Literaturnobelpreisträgerin Grazia Deledda

Die am 27. September 1871 in Nuoro auf Sardinien geborene Grazia Deledda ist eine von fünf Literaturnobelpreisträgern aus Italien. Ihr Vater war ein angesehener Händler mit Anwaltsdiplom. Ihre Mutter war Analphabetin, wie zu dieser Zeit fast alle Frauen auf Sardinien. Grazia Deledda ging einen mutigen und direkten Weg, um ihr schriftstellerisches Können in die Öffentlichkeit zu tragen. 1888 schickte sie im Alter von 13 Jahren eine ihrer Geschichten zusammen mit ihrem Lebenslauf an die Modezeitschrift L’ultima moda, in der es dann zu einer ersten Veröffentlichung kam. Mit siebzehn Jahren veröffentlichte sie ihre erste Erzählung und schrieb und schrieb und schrieb. Bis zu ihrem Tod erschienen 350 Novellen, 30 Erzählungen, acht Fabeln, 15 Skizzen und 35 Romane. Schreiben war ihr Leben, ihre Heimat die Sprache.

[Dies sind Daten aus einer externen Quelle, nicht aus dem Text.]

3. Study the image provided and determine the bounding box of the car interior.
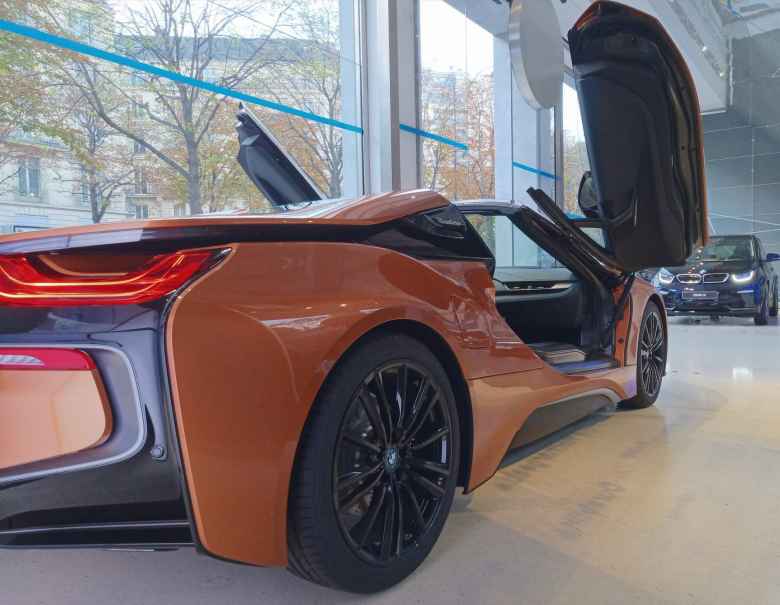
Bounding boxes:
[465,211,614,373]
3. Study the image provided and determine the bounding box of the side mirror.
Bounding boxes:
[577,170,599,218]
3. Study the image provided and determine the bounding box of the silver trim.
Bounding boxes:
[0,342,148,486]
[701,272,731,284]
[677,273,701,284]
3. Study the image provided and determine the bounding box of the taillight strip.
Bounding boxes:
[0,249,222,307]
[0,348,95,371]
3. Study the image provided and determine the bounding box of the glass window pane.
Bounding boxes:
[467,214,560,269]
[562,82,590,215]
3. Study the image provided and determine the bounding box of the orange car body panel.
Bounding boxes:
[166,242,656,565]
[0,370,113,470]
[2,190,449,244]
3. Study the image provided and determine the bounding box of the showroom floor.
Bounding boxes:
[0,319,780,605]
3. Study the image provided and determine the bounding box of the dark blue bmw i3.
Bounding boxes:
[653,235,780,326]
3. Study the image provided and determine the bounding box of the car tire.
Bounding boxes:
[288,334,460,594]
[620,302,668,410]
[753,289,769,326]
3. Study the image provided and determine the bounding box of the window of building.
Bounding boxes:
[561,82,590,214]
[17,158,41,197]
[133,168,151,195]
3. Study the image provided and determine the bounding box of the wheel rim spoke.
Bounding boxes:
[395,366,409,434]
[339,469,385,512]
[357,488,387,548]
[374,371,394,440]
[411,428,450,451]
[358,392,387,445]
[402,378,431,440]
[409,458,450,477]
[402,394,439,443]
[379,486,395,561]
[336,462,383,492]
[393,478,404,557]
[403,483,425,529]
[344,433,382,454]
[409,471,444,498]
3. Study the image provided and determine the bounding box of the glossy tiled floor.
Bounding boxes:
[0,320,780,605]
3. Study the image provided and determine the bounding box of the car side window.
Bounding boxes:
[466,214,561,269]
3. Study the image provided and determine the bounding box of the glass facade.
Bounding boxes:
[0,0,363,233]
[0,0,780,251]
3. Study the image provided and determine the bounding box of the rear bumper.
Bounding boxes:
[0,306,194,549]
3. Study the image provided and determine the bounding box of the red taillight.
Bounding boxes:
[0,250,222,307]
[0,348,95,371]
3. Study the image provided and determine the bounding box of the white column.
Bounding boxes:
[363,0,400,193]
[394,0,421,189]
[339,0,363,197]
[363,0,419,193]
[493,37,514,201]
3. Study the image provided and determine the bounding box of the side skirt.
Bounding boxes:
[509,393,615,452]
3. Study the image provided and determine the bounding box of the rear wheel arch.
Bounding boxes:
[304,319,474,487]
[642,292,669,343]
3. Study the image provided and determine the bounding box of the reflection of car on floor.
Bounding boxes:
[0,2,706,592]
[655,235,780,326]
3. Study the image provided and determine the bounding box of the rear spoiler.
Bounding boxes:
[236,103,325,206]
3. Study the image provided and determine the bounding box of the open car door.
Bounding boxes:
[236,104,325,206]
[564,1,707,272]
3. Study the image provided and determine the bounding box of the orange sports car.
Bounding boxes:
[0,2,706,592]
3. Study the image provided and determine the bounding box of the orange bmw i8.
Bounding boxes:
[0,2,706,592]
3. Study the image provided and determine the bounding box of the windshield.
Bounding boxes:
[688,237,754,262]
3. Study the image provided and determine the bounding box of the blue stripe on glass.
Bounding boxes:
[0,19,363,134]
[400,124,469,151]
[512,162,558,180]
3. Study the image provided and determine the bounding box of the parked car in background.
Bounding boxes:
[0,2,708,593]
[654,235,780,326]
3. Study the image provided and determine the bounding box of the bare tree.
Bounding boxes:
[49,0,292,214]
[261,2,344,198]
[72,100,136,223]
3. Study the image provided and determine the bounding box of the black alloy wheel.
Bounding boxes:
[621,302,667,409]
[287,333,461,593]
[333,362,453,564]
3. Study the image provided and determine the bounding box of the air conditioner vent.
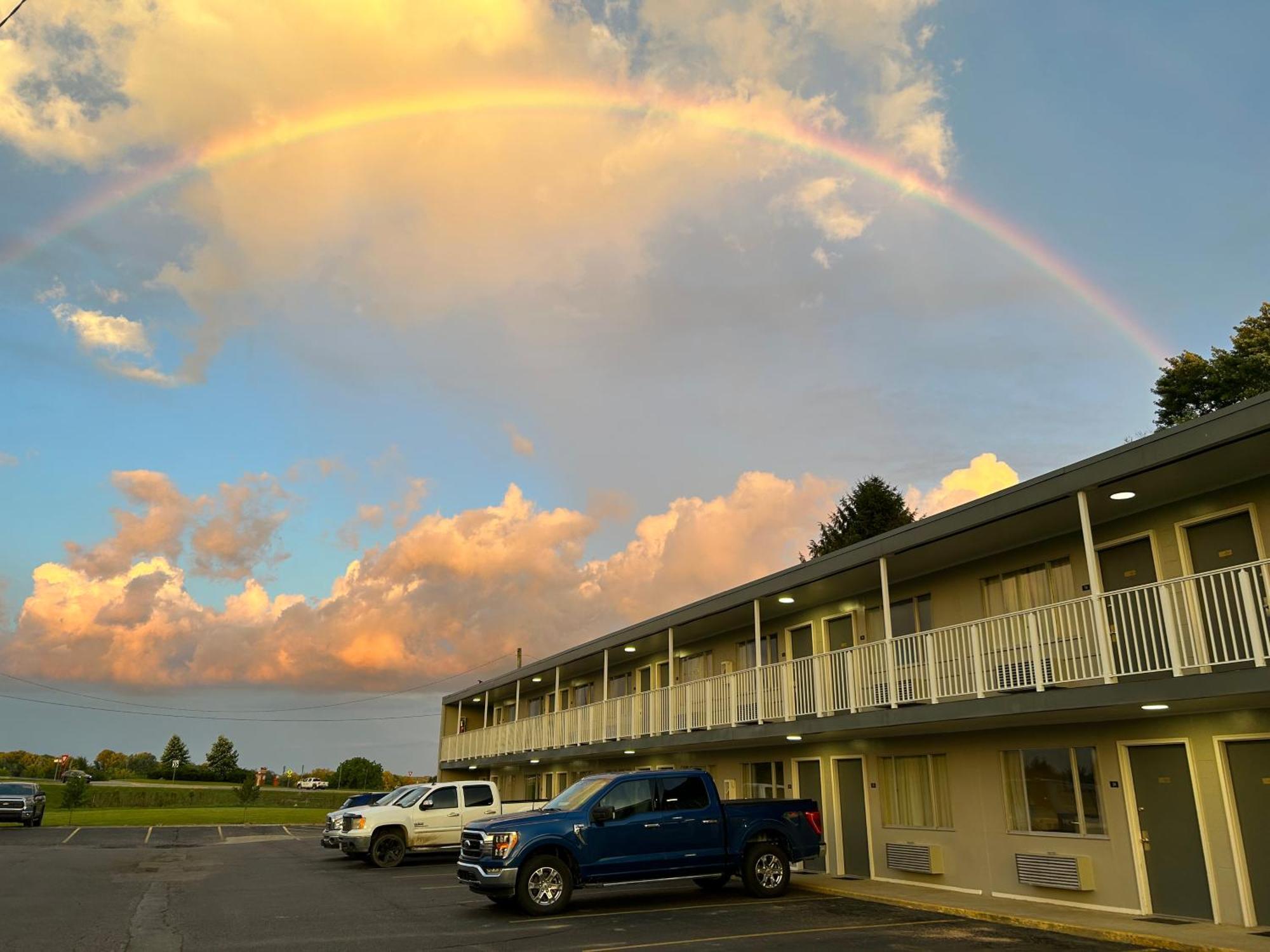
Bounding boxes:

Die weltweit angesehene Literatur-Auszeichnung wurde ihr im Jahre 1926 verliehen. Als ihr der  Abgesandte der Nobelpreis-Komitees die Nachricht der Auszeichnung im Rom überbrachte, stand Grazia Deledda in der Küche und kochte. Als ihr Mann kurz danach gratulierte, meinte die Schriftstellerin besorgt, der Mann aus Stockholm habe wohl die Zwiebeln gerochen.

Der Nobelpreis wurde der Schriftstellerin zuerkannt „für ihre von hohem Idealismus getragene schriftstellerische Kraft, mit der sie das Leben, wie es sich auf der Insel ihrer Väter (Sardinien) abspielt, in plastischer Anschaulichkeit nachbildet und allgemein menschliche Probleme mit tiefem und warmem Anteil behandelt.” Inhaltlich blieb sie in ihren Werken vorwiegend dem Sardisch-Regionalen verbunden, ihre Charaktere waren Mägde und Bauern, Heldinnen und Helden, die trotz ihrer Einfachheit nicht plump erscheinen. Ihre Stärke liegt nicht in der Ausgestaltung der Charaktere ihrer Geschichten, sondern in ihren Landschaftsbeschreibungen, die sich durch Prägnanz, Lokalkolorit und Atmosphäre auszeichnen. Ihre wichtigsten Bücher: Die Maske des Priesters (1905), Die Mutter (1922) und Schilfrohr im Winde (1930).